When the actor David Suchet began his role as Agatha Christie’s Belgian detective Hercule Poirot in the 1980s, he wanted to take a different approach to how the character had been portrayed. Poirot had been seen in many cinematic adaptations of the novels by the woman known as the Queen of Crime, but the appearances at the movies were comical.
For Suchet, it wouldn’t do, and after reading the mysteries of Poirot set by novel, there was more to the detective than the accent.
“I only knew the character from seeing Albert Finney and Peter Ustinov play him,” Suchet said in an interview last year with The New York Times, just before the final Poirot programmes would air on the stations of America’s Public Broadcasting Service. “So when they offered me the role, those were my only reference points for Poirot. I rang my brother to ask his opinion, and he thought that the character seemed a bit thin. I thought it might be done as light comedy, very two-dimensional. It was only when I started reading the novels that I discovered what Agatha Christie had written was not what I had been seeing.”
The unique take on the Poirot mysteries, tinged with humour yet filled with intrigue on ITV, which still left one guessing long after the credits rolled, had become appointment viewing around the world, and Suchet has become to many, the definitive Poirot, and these programmes re-established Christie’s reputation as the Queen of Crime. The programmes began in 1989, thirteen years after Christie’s death, which saw an obituary for Poirot appear in the Times, the only occasion where a major newspaper printed an obituary for a fictional character.
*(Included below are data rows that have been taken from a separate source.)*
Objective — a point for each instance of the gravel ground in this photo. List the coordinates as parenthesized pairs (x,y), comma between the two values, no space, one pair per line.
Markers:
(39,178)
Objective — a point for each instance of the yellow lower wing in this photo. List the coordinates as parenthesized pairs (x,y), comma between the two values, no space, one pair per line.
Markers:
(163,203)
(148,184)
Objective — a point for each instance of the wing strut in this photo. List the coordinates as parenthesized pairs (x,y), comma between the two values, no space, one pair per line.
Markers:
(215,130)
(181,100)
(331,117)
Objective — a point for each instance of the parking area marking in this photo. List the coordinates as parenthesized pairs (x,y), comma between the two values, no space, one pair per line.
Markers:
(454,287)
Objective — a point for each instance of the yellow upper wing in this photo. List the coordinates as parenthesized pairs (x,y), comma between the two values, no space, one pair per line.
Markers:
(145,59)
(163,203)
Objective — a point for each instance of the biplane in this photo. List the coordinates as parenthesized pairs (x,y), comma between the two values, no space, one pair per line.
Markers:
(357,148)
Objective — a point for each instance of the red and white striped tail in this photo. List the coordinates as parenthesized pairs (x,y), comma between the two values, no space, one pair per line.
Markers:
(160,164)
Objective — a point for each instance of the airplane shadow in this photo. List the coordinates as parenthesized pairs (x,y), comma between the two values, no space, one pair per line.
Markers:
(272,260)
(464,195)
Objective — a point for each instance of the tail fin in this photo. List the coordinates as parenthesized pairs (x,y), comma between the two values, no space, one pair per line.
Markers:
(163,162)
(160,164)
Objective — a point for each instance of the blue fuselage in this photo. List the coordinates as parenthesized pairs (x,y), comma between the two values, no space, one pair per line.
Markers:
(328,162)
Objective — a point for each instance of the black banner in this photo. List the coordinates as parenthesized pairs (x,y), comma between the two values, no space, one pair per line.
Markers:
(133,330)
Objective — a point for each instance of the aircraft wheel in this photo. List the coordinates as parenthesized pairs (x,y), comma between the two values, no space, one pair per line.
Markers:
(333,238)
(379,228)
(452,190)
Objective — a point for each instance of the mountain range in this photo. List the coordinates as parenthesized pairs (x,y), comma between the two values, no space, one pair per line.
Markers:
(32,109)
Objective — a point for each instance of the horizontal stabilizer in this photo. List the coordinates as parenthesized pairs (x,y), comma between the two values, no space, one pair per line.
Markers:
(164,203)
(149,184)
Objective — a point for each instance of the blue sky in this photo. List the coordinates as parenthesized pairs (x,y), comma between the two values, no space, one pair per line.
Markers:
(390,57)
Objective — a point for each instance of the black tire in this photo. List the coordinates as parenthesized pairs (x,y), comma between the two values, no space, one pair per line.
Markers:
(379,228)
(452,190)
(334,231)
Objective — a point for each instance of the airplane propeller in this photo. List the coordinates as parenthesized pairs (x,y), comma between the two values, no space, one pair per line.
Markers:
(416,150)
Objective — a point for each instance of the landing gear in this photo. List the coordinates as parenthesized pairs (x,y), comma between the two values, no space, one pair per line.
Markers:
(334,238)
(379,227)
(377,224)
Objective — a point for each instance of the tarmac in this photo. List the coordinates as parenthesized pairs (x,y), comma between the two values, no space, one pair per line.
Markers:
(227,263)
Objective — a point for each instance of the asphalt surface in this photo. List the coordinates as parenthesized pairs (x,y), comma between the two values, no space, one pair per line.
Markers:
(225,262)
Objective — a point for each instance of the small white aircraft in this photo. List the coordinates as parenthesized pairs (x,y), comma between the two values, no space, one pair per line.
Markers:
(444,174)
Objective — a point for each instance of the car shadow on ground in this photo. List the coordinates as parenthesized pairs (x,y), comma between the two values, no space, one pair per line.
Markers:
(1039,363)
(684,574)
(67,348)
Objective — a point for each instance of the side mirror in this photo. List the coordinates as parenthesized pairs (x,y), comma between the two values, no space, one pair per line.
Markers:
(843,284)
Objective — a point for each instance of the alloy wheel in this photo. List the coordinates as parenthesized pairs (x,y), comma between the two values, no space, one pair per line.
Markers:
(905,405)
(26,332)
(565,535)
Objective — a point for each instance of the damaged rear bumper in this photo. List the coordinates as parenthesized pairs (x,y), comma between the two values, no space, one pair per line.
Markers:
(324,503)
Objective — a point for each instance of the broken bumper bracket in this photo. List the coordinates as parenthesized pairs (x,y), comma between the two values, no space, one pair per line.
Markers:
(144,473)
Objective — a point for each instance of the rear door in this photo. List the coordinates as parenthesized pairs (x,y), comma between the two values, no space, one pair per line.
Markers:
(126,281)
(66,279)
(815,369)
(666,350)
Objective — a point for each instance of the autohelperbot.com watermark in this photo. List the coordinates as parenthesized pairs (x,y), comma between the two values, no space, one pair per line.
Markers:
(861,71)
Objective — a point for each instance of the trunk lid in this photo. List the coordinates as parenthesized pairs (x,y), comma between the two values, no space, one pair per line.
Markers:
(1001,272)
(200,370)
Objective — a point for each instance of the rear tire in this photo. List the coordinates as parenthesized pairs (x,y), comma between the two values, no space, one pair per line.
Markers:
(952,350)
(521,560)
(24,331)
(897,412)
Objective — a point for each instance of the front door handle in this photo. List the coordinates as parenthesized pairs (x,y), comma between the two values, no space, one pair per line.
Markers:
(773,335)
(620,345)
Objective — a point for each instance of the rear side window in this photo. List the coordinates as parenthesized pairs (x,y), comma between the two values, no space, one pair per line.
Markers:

As the 125th anniversary of the birth of Christie is set to be observed, a collection of fan letters Christie received (as well as her replies) are set to be released in a new book. An event is to be held in September with activities on the social networking site Twitter.
— Agatha Christie (@QueenOfCrime) February 22, 2015
Redefining the genre
Authors of the fan letters include the author PG Wodehouse and a 14 year old boy from Bristol who had organised a book club to raise money to buy more of her work, according to a report from The Guardian.
Her grandson, Matthew Pritchard, called on fans to share their memories of Christie’s writing.
“Knowing what receiving these letters meant to my grandmother, I’m sure she would be moved to see these personal stories shared publicly for the first time,” Pritchard said as quoted by The Guardian. “As we call to her fans across the globe to share their stories and experiences of Christie, I look forward to discovering how her work continues to inspire today.”
For Christie, the Queen of Crime is a title that is well deserved. The novels of her two best known characters, Poirot and Miss Jane Marple, are mysteries that are well thought and leaves the reader guessing all the way to what a fictitious Oxford English literature student called in an episode of the mystery Lewis, the “Agatha moment,” with hints of humour mixed in. Christie redefined the genre of mystery, and her work is now left to enjoy for a new generation, be in a book or on the telly.
Agatha Christie made the genre her own, and as readers celebrate her 125th birthday, two things are guaranteed—Suchet is the one and only Hercule Poirot, and Christie truly is the Queen of Crime.